私がライターとなった時のことを少し書きたい。
当時私はあるゲーム会社で社内報などを作成していた。
この会社は成果物に関する権利について厳しいので
どこであるかヒントになるようなことは書かない。
新規プロジェクトのストーリー面で難航していた
その会社は、ライターの不足という事態に陥っていた。
そこでまず、社内公募という形で、
テキストを書ける者はいないか呼びかけられた。
私は課題を受け、キャラクター設定の作成、
カードのフレーバーテキストの作成を行い、
一定のクオリティで書けることが認められた。
クオリティ面の次は速度が試される。
百あまりの武器のフレーバーテキストの作成が
課題として出された。
文字数は40文字程度とされ、私はほとんどのテキストを
40文字ぴったりで書いて提出した。
ぴったりのもの以外でも39文字あるいは
41文字だったと記憶している。
その結果は合格であり、私は新規プロジェクトの
ライターとして採用された。
しかし、詳細は省くが、私はその会社を去り、
フリーランスのライターとなった。
色々と理由はあるが、新規プロジェクトの製作が難航し、
本来リリースが予定されていた日に間に合わず、
いわゆるデスマーチの続行が確定したこともひとつである。
後日、リリースされたそのゲームをプレイしてみると、
私が課題で提出した武器のフレーバーテキストが
そのまま使われていた。
私が書いた後に追加された分については、
文体と文字数を真似たものも一部には見られたが、
40文字ではなく、文体も異なっている。
限られた文字数の中で情景が浮かぶように文字を手繰り、
音としてのリズムを整え、記憶の片隅に残るようにする。
それが私の考えるフレーバーテキストの肝だ。
40文字というのはなかなかぎりぎりのラインである。
和歌が31音だということを思い出していただければ、
なんとなく想像できるのではないだろうか。
私が書いていない分については、
40文字どころか上限無く書かれている。
かなりスクロールしなければ読めないものすらある。
正直なところ、私はこの件について少々憤っている。
環境依存の不具合だとは思うが、
19文字で改行されて表示されていたことが
一番苛立たしかった。
20文字が2行の想定で書いたものだ。
当然、改行される位置も考慮して書いている。
具体的には21文字目が句点にならないようになど、
行末、行頭の禁則を考え、どう表示されるのかを
考えてフレーバーテキストは書かなければならない。
それが、無様にも3行目に2文字ぶら下がっていたのだ。
目も当てられないとはこのことだ。
ちなみに、このブログは閲覧する環境によって
横幅が変わるので、あまり1行の長さは考慮していない。
あしからず。
今の仕事では基本的に200文字程で依頼されている。
とても楽だ。

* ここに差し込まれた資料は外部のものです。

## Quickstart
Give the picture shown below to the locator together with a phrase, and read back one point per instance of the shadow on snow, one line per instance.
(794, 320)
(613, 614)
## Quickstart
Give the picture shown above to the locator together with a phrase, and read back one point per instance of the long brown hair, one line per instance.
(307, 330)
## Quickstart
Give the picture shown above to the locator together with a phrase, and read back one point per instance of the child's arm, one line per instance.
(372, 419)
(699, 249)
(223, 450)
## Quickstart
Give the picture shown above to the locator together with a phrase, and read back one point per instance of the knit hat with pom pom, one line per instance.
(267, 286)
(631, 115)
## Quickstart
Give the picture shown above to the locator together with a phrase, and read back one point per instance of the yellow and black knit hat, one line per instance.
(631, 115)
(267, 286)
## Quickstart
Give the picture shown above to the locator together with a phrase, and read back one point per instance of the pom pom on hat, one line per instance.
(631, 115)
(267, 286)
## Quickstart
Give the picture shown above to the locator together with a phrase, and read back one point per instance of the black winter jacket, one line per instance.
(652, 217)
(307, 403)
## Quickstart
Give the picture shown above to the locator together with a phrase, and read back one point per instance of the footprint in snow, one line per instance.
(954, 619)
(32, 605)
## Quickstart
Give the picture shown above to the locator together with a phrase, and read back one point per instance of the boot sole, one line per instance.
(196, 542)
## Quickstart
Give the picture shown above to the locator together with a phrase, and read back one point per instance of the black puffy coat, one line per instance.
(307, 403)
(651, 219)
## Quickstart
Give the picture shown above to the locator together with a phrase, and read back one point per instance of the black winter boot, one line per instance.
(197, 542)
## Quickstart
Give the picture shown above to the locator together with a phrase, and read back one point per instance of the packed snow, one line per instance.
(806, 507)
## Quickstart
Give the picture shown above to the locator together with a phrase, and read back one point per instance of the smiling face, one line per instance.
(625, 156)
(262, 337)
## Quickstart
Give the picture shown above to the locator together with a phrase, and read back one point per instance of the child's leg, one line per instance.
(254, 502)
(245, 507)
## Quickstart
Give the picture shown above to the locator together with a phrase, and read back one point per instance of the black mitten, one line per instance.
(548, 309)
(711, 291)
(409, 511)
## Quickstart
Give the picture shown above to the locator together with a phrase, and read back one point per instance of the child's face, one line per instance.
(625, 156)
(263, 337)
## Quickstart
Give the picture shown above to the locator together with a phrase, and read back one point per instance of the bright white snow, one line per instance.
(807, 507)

文字数が多ければ多いほど楽になる。
上限が無いとなれば尚更で、
書こうと思えばいくらでも書ける。
なので、このブログも、
ある程度の所で自重しなくてはならない。
近頃はひとつの記事が長くなっている。
街については仕方ない部分もあるが、
他の記事も明らかに初期のものより長い。
趣味で書いているのだから
好きに書けばいい話ではあるのだが、
自己研鑽などと考えてしまうと少し気になる。
ただし、余計なことは考えず、書くことを楽しみ、
筆に任せるのが、クオリティ面でも良好となることは
これまで220日書いてきてよくわかった。
あとは、週末になると午前6時の定時更新が
できないことが多いのは今後の課題としておこう。